My Mail is Forwarded Here
Messages
3,781
Location
Nebo, NC
My granddad installed indoor plumbing sometime in the early 1920's. He built the new bathroom on the back porch.

Growing up in the 1960's, I remember a number of the houses in the area still only had an outhouse. The last functioning outhouse I remember (other than at hunting cabins or the like) disappeared about 1970. It was at a house down by the railroad, and was on the side of a small creek. I sure was glad I din not live down stream on that creek! :eek:
 

LizzieMaine

Bartender
Messages
33,076
Location
Where The Tourists Meet The Sea
There are plenty of farms around here that still have outhouses -- some friends of mine raise sheep and goats on a farm about half an hour's drive from here, and there's no chance they'll ever have indoor plumbing. A one-holer next to the chicken house, and that's all they've got. (They use chamberpots in the winter, though.)
 

Big Man

My Mail is Forwarded Here
Messages
3,781
Location
Nebo, NC
LizzieMaine said:
... (They use chamberpots in the winter, though.)
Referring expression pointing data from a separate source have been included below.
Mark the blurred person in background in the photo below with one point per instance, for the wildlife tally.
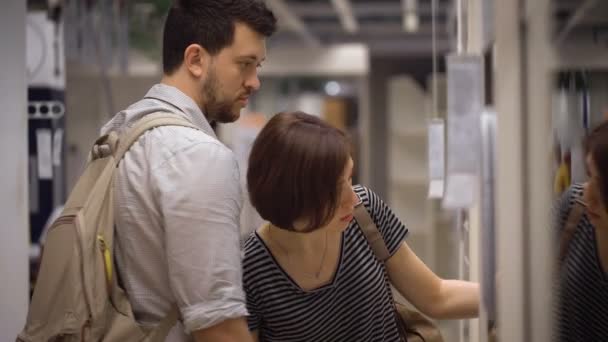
(582, 277)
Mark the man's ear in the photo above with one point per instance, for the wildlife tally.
(196, 60)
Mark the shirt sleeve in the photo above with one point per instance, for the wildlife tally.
(391, 228)
(200, 201)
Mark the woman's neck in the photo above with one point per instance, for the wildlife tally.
(299, 242)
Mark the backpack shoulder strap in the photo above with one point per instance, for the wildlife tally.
(371, 232)
(161, 331)
(576, 213)
(143, 125)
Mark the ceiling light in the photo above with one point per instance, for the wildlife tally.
(332, 88)
(411, 22)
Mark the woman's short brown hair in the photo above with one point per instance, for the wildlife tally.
(294, 169)
(596, 145)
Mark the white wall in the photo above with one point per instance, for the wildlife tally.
(13, 170)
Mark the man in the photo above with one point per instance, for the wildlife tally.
(177, 190)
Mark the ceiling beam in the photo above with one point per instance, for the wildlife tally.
(345, 13)
(378, 29)
(371, 8)
(289, 20)
(577, 17)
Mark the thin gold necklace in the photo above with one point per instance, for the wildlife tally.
(314, 275)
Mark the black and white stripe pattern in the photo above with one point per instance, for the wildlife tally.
(355, 306)
(582, 287)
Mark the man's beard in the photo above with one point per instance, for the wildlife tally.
(217, 110)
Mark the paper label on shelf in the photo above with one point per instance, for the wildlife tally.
(436, 188)
(436, 157)
(57, 144)
(465, 105)
(460, 191)
(45, 162)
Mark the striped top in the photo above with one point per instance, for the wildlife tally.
(582, 284)
(355, 306)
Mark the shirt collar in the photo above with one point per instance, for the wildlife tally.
(176, 98)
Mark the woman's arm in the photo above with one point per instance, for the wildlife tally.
(435, 297)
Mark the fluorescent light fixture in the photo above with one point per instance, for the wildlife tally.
(332, 88)
(345, 13)
(411, 23)
(292, 22)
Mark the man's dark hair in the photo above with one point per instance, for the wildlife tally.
(596, 145)
(210, 23)
(294, 170)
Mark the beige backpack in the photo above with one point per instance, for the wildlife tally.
(77, 296)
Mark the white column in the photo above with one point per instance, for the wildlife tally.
(509, 173)
(14, 286)
(540, 61)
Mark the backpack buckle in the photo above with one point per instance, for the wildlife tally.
(105, 146)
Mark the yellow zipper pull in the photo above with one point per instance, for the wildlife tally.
(107, 261)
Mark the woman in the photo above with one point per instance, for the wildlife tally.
(583, 272)
(310, 274)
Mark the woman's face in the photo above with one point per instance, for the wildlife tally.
(348, 199)
(596, 208)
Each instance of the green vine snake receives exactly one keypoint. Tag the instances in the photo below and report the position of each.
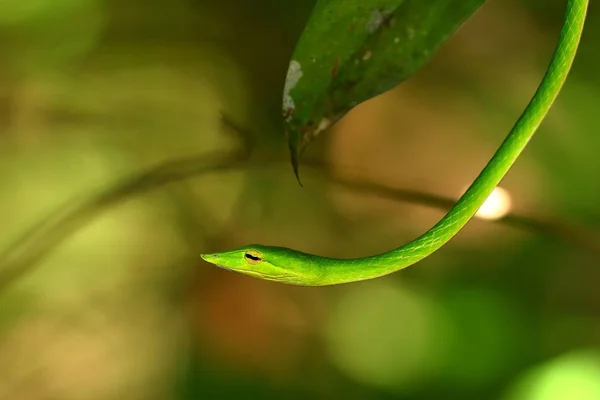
(294, 267)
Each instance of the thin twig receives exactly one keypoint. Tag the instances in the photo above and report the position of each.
(30, 249)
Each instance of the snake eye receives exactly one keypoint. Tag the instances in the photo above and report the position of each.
(253, 257)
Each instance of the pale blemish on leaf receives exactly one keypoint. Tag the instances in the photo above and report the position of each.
(293, 76)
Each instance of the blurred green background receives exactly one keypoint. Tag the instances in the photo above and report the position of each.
(92, 91)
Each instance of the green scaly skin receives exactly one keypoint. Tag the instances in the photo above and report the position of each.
(293, 267)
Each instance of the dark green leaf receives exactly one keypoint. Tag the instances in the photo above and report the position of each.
(353, 50)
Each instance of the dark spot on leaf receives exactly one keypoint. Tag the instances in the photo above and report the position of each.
(335, 68)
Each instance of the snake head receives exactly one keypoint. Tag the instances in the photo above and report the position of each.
(265, 262)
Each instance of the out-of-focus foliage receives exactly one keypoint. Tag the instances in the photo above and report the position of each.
(93, 91)
(349, 53)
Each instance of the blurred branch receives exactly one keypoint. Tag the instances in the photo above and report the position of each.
(30, 249)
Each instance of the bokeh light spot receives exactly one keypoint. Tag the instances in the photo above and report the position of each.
(573, 376)
(496, 206)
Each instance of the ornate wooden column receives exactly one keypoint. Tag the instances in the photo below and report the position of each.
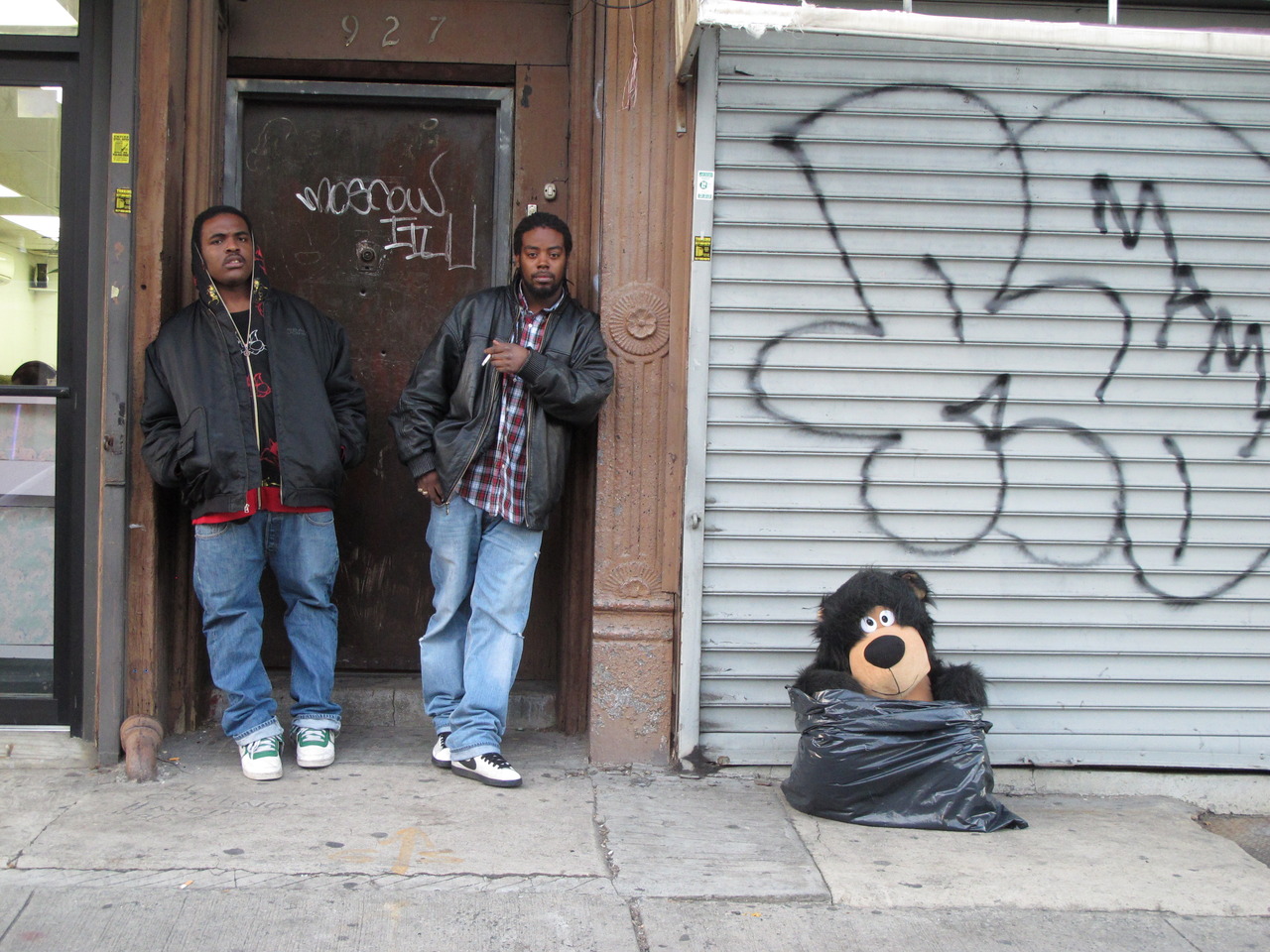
(181, 76)
(642, 155)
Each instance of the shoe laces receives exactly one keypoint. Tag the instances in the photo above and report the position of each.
(263, 746)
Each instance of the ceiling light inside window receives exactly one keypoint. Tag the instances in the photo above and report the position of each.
(46, 225)
(35, 13)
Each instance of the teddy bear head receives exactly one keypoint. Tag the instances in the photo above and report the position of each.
(879, 625)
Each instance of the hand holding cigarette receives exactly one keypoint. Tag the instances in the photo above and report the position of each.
(508, 358)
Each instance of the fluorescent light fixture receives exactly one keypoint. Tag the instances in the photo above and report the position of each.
(35, 13)
(46, 225)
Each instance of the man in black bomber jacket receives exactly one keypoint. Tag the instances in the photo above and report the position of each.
(484, 426)
(252, 412)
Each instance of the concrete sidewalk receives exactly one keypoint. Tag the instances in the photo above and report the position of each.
(385, 852)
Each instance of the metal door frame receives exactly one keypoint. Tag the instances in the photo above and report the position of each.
(503, 99)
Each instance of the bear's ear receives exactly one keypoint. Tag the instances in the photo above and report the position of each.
(917, 583)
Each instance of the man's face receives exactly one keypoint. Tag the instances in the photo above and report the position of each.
(227, 250)
(541, 261)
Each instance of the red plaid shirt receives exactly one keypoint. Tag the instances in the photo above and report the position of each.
(495, 481)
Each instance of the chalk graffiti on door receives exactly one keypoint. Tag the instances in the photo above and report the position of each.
(1005, 268)
(414, 218)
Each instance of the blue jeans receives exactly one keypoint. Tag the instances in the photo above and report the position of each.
(483, 574)
(229, 560)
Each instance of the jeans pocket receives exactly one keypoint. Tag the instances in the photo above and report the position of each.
(212, 530)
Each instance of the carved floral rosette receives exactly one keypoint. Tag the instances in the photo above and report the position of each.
(638, 321)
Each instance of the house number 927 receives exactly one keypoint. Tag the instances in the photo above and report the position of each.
(352, 27)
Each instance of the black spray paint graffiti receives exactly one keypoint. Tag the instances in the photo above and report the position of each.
(1024, 280)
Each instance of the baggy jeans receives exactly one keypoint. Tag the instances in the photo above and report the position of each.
(229, 558)
(483, 574)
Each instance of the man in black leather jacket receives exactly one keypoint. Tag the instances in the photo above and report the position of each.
(484, 426)
(252, 412)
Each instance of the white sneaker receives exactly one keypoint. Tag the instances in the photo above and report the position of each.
(316, 747)
(262, 758)
(488, 769)
(441, 753)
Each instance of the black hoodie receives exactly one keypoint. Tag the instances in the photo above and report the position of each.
(198, 417)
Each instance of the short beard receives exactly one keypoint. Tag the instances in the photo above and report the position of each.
(548, 296)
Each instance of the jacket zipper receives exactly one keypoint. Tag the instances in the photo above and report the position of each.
(250, 381)
(489, 416)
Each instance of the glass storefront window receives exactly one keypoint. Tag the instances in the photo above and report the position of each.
(30, 189)
(40, 18)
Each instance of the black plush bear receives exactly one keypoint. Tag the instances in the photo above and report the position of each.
(876, 638)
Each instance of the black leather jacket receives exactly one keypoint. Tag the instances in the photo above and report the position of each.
(198, 416)
(448, 411)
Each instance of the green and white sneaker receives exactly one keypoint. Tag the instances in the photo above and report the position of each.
(262, 758)
(316, 747)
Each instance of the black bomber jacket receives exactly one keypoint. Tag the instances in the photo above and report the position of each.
(447, 416)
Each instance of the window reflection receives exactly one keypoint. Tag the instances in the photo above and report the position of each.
(41, 18)
(30, 189)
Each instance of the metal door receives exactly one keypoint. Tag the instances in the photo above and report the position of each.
(382, 204)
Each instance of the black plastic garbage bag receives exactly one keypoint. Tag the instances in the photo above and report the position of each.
(894, 763)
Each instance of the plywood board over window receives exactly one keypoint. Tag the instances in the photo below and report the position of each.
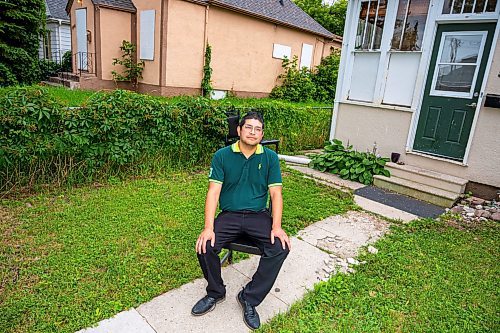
(147, 35)
(281, 51)
(306, 56)
(401, 78)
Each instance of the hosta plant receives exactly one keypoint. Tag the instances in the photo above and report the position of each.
(350, 164)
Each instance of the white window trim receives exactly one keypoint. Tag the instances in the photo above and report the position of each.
(470, 94)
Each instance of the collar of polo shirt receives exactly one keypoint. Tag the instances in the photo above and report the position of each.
(236, 148)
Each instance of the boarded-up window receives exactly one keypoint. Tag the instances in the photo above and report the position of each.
(401, 78)
(281, 51)
(147, 35)
(306, 56)
(364, 76)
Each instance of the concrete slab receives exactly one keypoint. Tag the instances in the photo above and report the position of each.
(127, 321)
(383, 210)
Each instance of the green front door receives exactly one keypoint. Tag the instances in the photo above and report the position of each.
(456, 73)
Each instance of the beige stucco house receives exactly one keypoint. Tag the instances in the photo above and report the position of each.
(249, 40)
(422, 79)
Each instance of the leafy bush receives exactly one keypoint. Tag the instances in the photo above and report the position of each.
(303, 85)
(40, 141)
(350, 164)
(21, 24)
(132, 70)
(122, 132)
(297, 85)
(48, 68)
(297, 127)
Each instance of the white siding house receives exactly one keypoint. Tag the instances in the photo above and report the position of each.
(57, 41)
(421, 78)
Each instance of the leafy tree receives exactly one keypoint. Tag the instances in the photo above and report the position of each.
(331, 17)
(21, 24)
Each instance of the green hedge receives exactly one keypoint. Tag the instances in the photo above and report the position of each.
(42, 141)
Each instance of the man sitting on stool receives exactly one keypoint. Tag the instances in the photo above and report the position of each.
(241, 175)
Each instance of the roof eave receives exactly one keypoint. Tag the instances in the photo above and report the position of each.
(265, 18)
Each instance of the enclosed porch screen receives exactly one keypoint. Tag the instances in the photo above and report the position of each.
(469, 6)
(384, 65)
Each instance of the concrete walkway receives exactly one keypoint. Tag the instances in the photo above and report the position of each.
(318, 251)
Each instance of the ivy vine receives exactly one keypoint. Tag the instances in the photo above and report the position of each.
(206, 82)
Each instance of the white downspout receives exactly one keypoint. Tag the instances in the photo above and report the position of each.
(343, 62)
(59, 39)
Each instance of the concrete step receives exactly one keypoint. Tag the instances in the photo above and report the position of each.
(427, 177)
(69, 76)
(55, 79)
(52, 84)
(420, 191)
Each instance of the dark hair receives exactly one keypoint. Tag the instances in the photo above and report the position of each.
(252, 115)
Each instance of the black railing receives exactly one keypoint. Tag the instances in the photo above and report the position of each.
(85, 62)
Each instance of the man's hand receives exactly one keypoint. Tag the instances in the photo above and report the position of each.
(281, 234)
(206, 235)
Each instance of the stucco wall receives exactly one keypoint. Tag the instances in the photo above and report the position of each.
(185, 44)
(115, 27)
(362, 126)
(242, 48)
(90, 27)
(152, 67)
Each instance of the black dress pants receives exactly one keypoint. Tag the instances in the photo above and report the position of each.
(228, 226)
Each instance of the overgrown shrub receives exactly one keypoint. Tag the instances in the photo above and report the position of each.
(350, 164)
(40, 141)
(132, 69)
(125, 133)
(297, 84)
(297, 127)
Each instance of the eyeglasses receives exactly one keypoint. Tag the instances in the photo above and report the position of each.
(251, 128)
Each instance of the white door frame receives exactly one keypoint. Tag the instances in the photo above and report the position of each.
(416, 114)
(81, 37)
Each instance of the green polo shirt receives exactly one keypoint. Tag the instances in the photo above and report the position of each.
(245, 182)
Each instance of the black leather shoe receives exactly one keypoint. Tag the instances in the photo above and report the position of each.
(206, 304)
(250, 315)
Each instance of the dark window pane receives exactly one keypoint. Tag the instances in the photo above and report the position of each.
(468, 6)
(479, 6)
(461, 49)
(414, 25)
(370, 25)
(457, 7)
(456, 78)
(491, 6)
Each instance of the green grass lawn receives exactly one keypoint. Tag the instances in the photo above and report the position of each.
(71, 259)
(65, 96)
(427, 277)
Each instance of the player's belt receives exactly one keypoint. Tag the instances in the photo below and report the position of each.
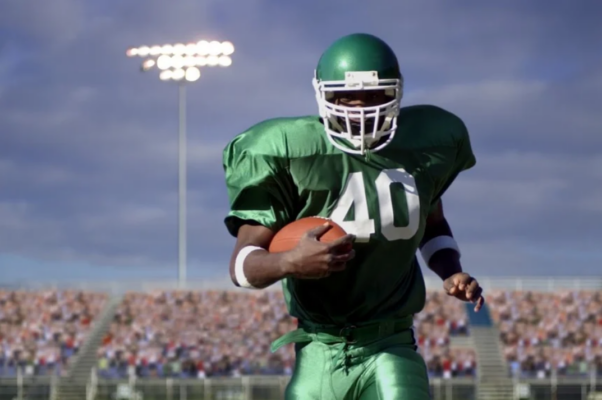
(309, 332)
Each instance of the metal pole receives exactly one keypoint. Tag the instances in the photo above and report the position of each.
(182, 187)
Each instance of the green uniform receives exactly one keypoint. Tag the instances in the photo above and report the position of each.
(285, 169)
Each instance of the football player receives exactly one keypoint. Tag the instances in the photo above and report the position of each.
(379, 171)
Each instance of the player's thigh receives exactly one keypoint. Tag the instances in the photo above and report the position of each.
(398, 373)
(312, 367)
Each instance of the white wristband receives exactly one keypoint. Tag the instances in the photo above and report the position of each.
(239, 266)
(436, 244)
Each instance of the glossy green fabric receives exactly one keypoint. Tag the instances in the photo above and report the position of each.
(285, 169)
(387, 369)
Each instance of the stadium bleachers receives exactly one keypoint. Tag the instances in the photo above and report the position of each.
(41, 331)
(217, 333)
(545, 331)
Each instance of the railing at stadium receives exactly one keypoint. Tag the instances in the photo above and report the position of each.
(432, 283)
(272, 387)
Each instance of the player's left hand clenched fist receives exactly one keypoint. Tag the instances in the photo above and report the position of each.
(464, 287)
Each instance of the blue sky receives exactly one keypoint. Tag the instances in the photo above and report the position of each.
(88, 145)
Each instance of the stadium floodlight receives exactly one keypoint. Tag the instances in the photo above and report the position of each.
(182, 63)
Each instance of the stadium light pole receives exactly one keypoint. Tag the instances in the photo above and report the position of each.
(182, 63)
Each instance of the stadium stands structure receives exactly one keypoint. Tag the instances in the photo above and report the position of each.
(534, 339)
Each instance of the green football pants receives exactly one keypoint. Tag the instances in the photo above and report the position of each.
(386, 369)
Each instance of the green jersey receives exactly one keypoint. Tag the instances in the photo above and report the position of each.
(285, 169)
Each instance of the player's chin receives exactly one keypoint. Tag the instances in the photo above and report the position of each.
(338, 267)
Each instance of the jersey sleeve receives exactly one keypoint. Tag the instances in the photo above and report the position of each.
(464, 159)
(258, 184)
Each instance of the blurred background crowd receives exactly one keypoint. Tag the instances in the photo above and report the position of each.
(195, 334)
(543, 332)
(41, 331)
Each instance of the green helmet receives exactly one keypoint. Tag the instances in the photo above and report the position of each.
(353, 63)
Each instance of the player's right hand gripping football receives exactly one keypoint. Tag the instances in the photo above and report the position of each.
(312, 259)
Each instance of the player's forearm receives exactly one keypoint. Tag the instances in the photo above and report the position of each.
(260, 269)
(438, 245)
(445, 263)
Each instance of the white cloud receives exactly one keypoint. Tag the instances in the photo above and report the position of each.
(90, 163)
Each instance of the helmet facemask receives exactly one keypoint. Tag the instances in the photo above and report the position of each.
(368, 127)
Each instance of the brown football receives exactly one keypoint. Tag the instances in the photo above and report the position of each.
(288, 237)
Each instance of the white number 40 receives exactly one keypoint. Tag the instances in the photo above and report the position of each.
(363, 226)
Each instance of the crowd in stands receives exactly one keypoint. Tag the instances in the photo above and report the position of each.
(41, 331)
(545, 333)
(210, 333)
(216, 333)
(191, 334)
(441, 318)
Ah, the old "pee-pot". An old pot or coffee can under every bed is still a memory from my grandmother's house. With the bathroom on the back porch, it was much more convenient (especially on a cold winter night) to have a can handy. Of course I had an upstairs room with no screen on the windows (draw your own conclusions from that statement). :eek:
 

Paratrooper

Familiar Face
Messages
80
Location
Burnsville MN
Well just this March at an reencament unit training event we used the outhouse that is still "active" on one of our menbers home. It was rather nice. Beats digging a hole.
 

dhermann1

I'll Lock Up
Messages
9,154
Location
Da Bronx, NY, USA
Gardez l'eau!

Chamber pots! Another fun topic! (BTW, "Gardez l'eau", pronounced "Gardy loo!" (which is why the bathroom is called the LOO in England), is what you'd say right before tossing your chamber pot's contents out the window, back a few centuries. One of many reasons to be glad we live today and not then.)
When I spent the summers of 1951 and 52 with my grandmother and her two older sisters in the old family cottage in Chautauqua, they still had those dear old things under their beds, even tho they had a perfectly good bathroom right across the hall. That is one ancient amenity I confess to being glad never to have used. Personally, I DO believe the fable of the woman who, not knowing what it was, served her family a nice hot "tureen" of soup in one. I'll bet it's happened more than once.